Rückendeckung bekam der Bürgermeister von Arno Schlembach (CSU). Natürlich müsse man den Bürgerwillen beachten, aber die Stadt habe hier die Chance, etwas anderes zu gestalten, was viel besser gefällt. Es könnten Synergieeffekte mit dem BBZ erzielt werden. Michael Kastl zählte die vielen anderen Baustellen auf. "Wir wollen das Beste für Münnerstadt herausholen, da muss alles auf den Tisch", betonte er. "Sonst nehmen wir uns Handlungsmöglichkeiten."

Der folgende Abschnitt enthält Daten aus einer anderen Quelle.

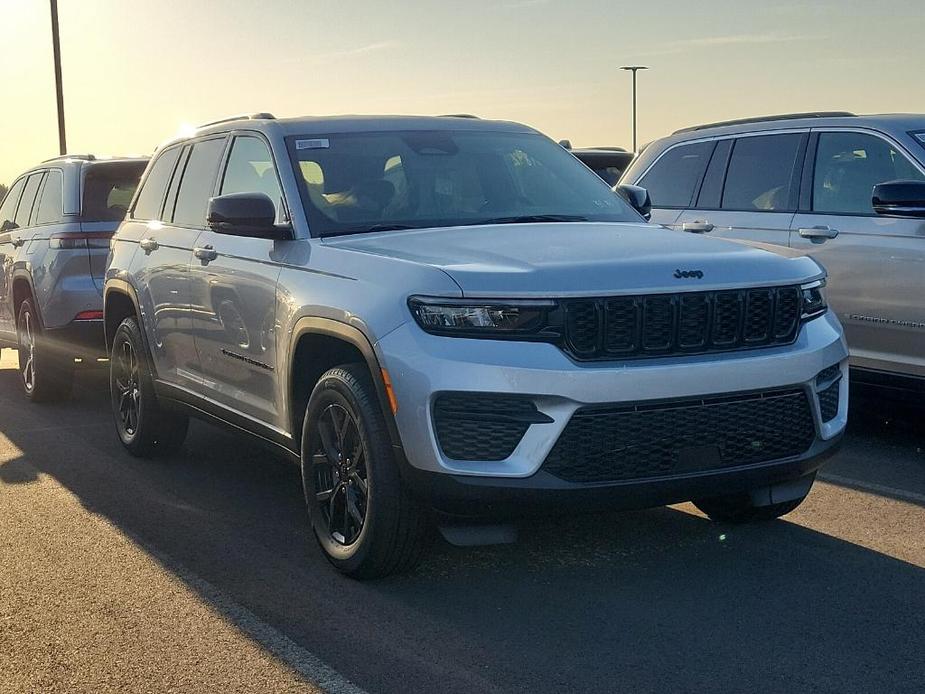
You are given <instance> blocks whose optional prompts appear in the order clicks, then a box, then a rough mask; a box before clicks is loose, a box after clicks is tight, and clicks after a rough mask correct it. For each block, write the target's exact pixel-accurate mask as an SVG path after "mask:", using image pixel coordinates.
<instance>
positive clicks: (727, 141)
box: [697, 140, 732, 209]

Der Landkreis habe ja schon Untersuchungen am alten BBZ in Auftrag gegeben, als es um die Frage eines Neubaus oder einer Sanierung ging. Diese Unterlagen werde die Stadt bekommen, so der Bürgermeister. Inzwischen ist das alte BBZ samt Landwirtschaftsschule in das Eigentum der Stadt übergegangen, die nach den Herbstferien darüber verfügen kann, weil dann das neue BBZ öffnet. Michael Kastl geht davon aus, dass die Machbarkeitsstudie zeitnah erledigt werden kann. So blieb es dabei, ein Beschluss war in der Angelegenheit nicht nötig.